Alejandro la recibió como prometió. Su mano pequeña desaparecía en la suya mientras caminaban hacia su casa. El pueblo era hermoso. Laura temía la reacción de su madre, pero la recibió con cariño.
Esperaba una casa humilde, pero era una bonita vivienda de dos pisos, construida para una familia. La habitación de Laura era acogedora. Había agua caliente, pero también una chimenea por si acaso. En la pared, una foto del padre de Alejandro: se parecían mucho.

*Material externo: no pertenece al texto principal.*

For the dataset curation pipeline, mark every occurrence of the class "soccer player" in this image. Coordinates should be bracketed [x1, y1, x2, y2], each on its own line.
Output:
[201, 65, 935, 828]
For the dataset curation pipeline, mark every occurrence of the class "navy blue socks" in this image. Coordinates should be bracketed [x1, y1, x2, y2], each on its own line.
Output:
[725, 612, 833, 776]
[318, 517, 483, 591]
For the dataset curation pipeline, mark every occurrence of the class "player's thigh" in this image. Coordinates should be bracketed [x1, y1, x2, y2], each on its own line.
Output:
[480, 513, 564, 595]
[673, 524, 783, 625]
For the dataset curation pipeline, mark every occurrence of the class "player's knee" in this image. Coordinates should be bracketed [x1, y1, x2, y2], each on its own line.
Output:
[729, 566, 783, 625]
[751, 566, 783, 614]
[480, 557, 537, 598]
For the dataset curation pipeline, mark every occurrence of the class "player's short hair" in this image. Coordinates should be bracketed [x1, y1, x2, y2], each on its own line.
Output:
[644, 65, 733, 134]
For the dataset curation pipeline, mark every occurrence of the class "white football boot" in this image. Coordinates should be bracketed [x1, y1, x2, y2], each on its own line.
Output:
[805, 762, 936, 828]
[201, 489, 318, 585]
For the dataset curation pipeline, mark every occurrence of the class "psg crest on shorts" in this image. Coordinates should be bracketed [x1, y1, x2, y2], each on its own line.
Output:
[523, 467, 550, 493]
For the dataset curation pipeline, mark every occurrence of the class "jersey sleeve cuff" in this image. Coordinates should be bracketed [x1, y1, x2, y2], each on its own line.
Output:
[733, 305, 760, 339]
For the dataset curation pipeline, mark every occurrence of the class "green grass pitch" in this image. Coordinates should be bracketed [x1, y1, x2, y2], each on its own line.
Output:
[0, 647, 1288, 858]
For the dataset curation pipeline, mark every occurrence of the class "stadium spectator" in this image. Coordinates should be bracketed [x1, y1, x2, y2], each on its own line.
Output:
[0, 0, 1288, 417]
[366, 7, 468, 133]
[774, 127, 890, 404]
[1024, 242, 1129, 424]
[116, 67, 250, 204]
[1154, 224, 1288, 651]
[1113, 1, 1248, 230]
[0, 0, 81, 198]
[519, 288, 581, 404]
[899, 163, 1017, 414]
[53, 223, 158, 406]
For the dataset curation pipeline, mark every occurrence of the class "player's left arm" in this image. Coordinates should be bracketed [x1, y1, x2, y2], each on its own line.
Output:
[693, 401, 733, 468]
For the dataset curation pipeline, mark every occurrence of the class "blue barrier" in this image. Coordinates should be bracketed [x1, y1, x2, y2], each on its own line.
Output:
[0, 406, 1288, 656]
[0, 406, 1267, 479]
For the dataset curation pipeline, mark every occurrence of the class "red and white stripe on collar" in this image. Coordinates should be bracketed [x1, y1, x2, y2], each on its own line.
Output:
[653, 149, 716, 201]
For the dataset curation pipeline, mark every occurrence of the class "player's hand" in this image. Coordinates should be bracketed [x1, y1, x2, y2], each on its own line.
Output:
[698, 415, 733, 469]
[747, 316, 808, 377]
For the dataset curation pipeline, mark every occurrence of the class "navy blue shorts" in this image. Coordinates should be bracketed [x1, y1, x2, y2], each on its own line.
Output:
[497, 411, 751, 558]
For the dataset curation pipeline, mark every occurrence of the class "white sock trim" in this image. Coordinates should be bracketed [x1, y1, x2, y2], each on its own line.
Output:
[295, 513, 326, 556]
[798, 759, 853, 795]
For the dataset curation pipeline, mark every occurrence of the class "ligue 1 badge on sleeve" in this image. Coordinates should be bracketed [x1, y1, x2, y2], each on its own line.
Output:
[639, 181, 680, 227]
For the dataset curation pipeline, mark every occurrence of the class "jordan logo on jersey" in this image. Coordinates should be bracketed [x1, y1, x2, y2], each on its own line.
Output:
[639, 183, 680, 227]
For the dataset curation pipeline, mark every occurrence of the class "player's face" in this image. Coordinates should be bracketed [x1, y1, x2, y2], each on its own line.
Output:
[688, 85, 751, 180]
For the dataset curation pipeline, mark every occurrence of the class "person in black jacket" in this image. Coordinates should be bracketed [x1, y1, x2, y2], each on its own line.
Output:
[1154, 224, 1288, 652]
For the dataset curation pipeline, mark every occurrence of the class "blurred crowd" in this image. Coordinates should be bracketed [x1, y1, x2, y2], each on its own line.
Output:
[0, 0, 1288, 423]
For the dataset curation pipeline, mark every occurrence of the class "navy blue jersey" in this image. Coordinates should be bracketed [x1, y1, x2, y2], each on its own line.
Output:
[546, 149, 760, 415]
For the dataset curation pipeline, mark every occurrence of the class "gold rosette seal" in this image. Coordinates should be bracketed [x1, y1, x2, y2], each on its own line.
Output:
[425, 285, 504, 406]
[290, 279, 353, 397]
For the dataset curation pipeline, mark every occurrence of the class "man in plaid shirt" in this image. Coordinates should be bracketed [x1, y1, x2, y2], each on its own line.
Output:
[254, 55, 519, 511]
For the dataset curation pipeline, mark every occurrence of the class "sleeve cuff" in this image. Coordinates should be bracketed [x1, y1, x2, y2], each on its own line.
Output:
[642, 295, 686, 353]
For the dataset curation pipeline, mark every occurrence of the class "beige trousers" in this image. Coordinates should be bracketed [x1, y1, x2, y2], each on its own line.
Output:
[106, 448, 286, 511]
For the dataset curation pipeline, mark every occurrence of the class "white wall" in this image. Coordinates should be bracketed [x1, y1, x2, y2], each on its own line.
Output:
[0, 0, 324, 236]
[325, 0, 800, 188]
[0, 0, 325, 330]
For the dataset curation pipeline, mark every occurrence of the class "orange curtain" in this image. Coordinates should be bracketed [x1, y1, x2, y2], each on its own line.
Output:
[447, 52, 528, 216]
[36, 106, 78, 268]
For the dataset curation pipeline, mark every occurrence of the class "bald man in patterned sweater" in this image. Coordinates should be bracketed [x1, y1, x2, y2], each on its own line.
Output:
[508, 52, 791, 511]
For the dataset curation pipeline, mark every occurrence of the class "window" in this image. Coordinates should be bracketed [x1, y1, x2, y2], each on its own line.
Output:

Pasearon hasta tarde. Esa noche, Laura no podía dormir, recordando cada palabra, cada mirada.
Alejandro tomó días libres para estar con ella. Un día, llevando un coche reparado a un cliente al otro lado del río, vio a un niño caer al agua. Los chicos gritaban: el muro del puente estaba roto.
Sin dudar, saltó. En el fondo, una losa de cemento con hierros oxidados. Uno le atravesó la espalda. Aun así, sacó al niño a la superficie, pero no podía moverse. Un hombre los rescató.
En el hospital, los médicos no podían operarle. Necesitaba un especialista en Madrid.
—El dinero es mucho —dijo el médico—. No hay garantías, pero debemos intentarlo.
La madre de Alejandro lloró. No tenía tanto.
—Llévenlo a Madrid. Yo conseguiré el dinero —dijo Laura, y corrió.
Su madre se enfureció al verla llegar alterada.
—¡Sabía que ese viaje no traería nada bueno!
Laura no la escuchó. Fue a ver a su padre.
—NecesitoAlejandro se recuperó con el tiempo, Laura terminó sus estudios y juntos construyeron una vida llena de amor y gratitud, demostrando que la valentía y la fe pueden superar cualquier adversidad.